DEU NA FOLHA DE S. PAULO
Ao criticar apedrejamento de mulheres no Irã, Dilma sinaliza mudança no Itamaraty
A fala crítica de Dilma sobre a guerra cambial aprofunda o discurso de "altivez" da área externa
Ao criticar apedrejamento de mulheres no Irã, Dilma sinaliza mudança no Itamaraty
A fala crítica de Dilma sobre a guerra cambial aprofunda o discurso de "altivez" da área externa
Igor Gielow
Apesar do estilo truncado e da volta de cacoetes da "ministra do PowerPoint", a fala de Dilma Rousseff ontem trouxe algumas luzes sobre o que pode vir a ser o posicionamento externo do Brasil em seu governo.
Primeiro, uma inflexão.

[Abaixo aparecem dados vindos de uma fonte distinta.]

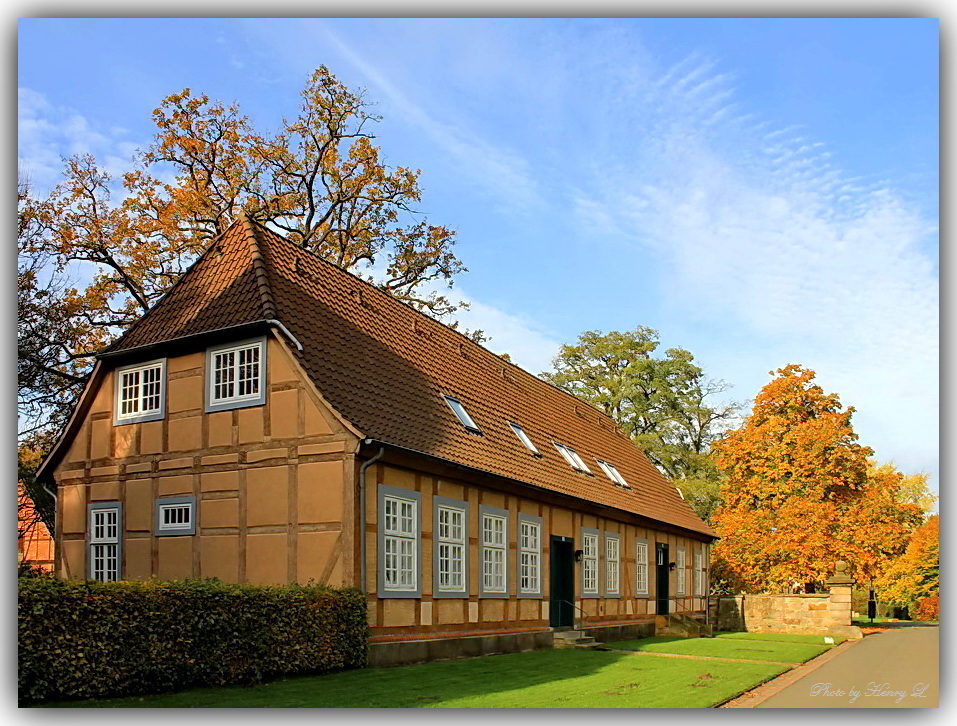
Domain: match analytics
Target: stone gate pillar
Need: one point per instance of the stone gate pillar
(839, 607)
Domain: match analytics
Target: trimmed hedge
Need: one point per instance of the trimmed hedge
(86, 639)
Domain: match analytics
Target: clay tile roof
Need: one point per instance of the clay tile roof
(385, 368)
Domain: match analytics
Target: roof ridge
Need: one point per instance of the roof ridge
(314, 255)
(258, 258)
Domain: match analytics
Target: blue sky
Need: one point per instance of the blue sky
(761, 191)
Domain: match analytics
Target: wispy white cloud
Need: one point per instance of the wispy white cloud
(48, 133)
(762, 234)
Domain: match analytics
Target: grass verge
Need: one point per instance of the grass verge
(744, 648)
(542, 679)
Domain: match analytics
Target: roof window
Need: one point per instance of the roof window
(523, 437)
(456, 405)
(572, 457)
(612, 473)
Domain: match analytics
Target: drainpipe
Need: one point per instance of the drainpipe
(55, 507)
(362, 514)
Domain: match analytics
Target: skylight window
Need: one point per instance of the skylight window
(613, 473)
(572, 457)
(456, 405)
(523, 437)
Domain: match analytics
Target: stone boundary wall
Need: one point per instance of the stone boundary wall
(819, 614)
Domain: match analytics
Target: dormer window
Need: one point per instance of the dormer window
(613, 473)
(463, 415)
(523, 437)
(572, 457)
(141, 392)
(236, 375)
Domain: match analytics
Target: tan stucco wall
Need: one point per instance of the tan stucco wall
(389, 616)
(273, 483)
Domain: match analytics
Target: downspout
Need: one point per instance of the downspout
(56, 544)
(362, 514)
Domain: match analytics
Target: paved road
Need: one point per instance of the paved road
(898, 668)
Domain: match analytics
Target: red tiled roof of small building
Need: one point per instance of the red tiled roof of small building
(385, 367)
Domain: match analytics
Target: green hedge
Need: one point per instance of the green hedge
(92, 639)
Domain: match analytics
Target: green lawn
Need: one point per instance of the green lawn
(749, 648)
(542, 679)
(782, 637)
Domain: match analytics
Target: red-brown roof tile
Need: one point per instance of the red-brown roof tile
(385, 367)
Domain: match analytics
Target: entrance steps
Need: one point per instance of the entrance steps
(575, 639)
(682, 626)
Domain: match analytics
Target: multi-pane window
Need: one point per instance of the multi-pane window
(641, 571)
(612, 473)
(612, 565)
(529, 556)
(104, 562)
(494, 545)
(400, 543)
(590, 563)
(572, 457)
(681, 573)
(451, 544)
(175, 515)
(139, 392)
(463, 415)
(523, 437)
(699, 574)
(236, 375)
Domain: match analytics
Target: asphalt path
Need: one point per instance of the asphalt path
(898, 668)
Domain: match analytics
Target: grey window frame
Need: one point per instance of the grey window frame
(598, 543)
(94, 506)
(448, 503)
(387, 491)
(530, 519)
(525, 439)
(485, 510)
(647, 569)
(230, 404)
(616, 537)
(182, 531)
(154, 415)
(470, 425)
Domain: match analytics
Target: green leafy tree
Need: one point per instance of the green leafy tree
(665, 402)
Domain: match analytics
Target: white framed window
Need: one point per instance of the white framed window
(463, 415)
(613, 473)
(589, 562)
(529, 555)
(236, 375)
(175, 516)
(105, 521)
(401, 542)
(681, 573)
(641, 567)
(523, 437)
(451, 546)
(699, 574)
(572, 457)
(140, 392)
(494, 539)
(612, 564)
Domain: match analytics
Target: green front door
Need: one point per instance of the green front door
(561, 611)
(661, 578)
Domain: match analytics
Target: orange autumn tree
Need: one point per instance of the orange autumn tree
(798, 496)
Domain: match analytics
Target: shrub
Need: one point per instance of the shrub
(928, 608)
(86, 639)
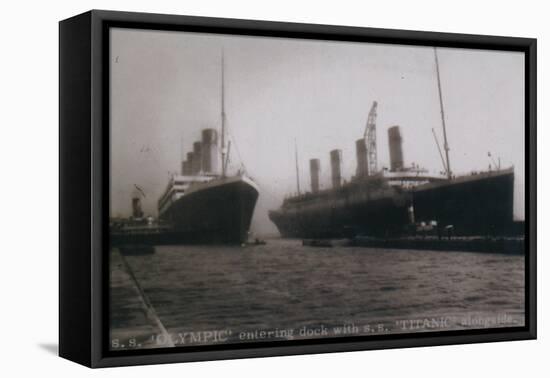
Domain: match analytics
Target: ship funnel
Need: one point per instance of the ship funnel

Ao criticar o apedrejamento de mulheres no Irã, ela classificou a prática de "bárbara", "mesmo considerando os usos e costumes" do regime islâmico de Teerã.
Supondo-se que ela tenha a mesma opinião sobre o provável enforcamento de Sakineh Ashtiani, a iraniana acusada de adultério e assassinato que anda a comover o Ocidente, é uma guinada na política de vista grossa do Itamaraty lulista às práticas dos regimes aliados.
No caso específico de Sakineh, após considerá-la um problema do Irã, Lula ainda embicou uma tentativa de remediação de imagem ao oferecer asilo à mulher. Mas nunca se viu Lula ou o ministro das Relações Exteriores, Celso Amorim, criticar atos bárbaros pelo que são.
Em sua defesa, o Itamaraty sustenta que isso é relativismo cultural obrigatório, sob o argumento diplomático de que não é justo julgar outras realidades. Os anos Lula, contudo, foram consistentes em ignorar violações de direitos humanos e abusos.
Dissidentes cubanos foram ridicularizados, vários ditadores cortejados.Do lado das semelhanças, a fala crítica de Dilma sobre a chamada guerra cambial traz um aprofundamento no discurso de "altivez" preconizado pela área externa.
Eleger Estados Unidos e China como adversários antes de tomar posse não é exatamente trivial. É elevar a um patamar mais concreto, o da disputa comercial real e não de picuinhas anti-imperialistas, a "briga contra os grandes" ensaiada nos oito anos de PT no poder.
É preciso checar a compatibilidade entre retórica e realidade e examinar as contradições -em seu discurso da vitória, Dilma criticava protecionistas, mas lembrava da importância "das nossas próprias políticas".
A plateia também poderia ser poupada de bobagens como a dita ontem, quando a eleita afirmou que a Segunda Guerra Mundial decorreu tão somente de uma disputa econômica análoga à atual.
Seja como for, Dilma insinuou que manterá a voz grossa do Lula que canalizava os desejos de Amorim e companhia. A questão seguinte é ver se, até por uma questão de extensão vocal política, ela conseguirá manter o tom.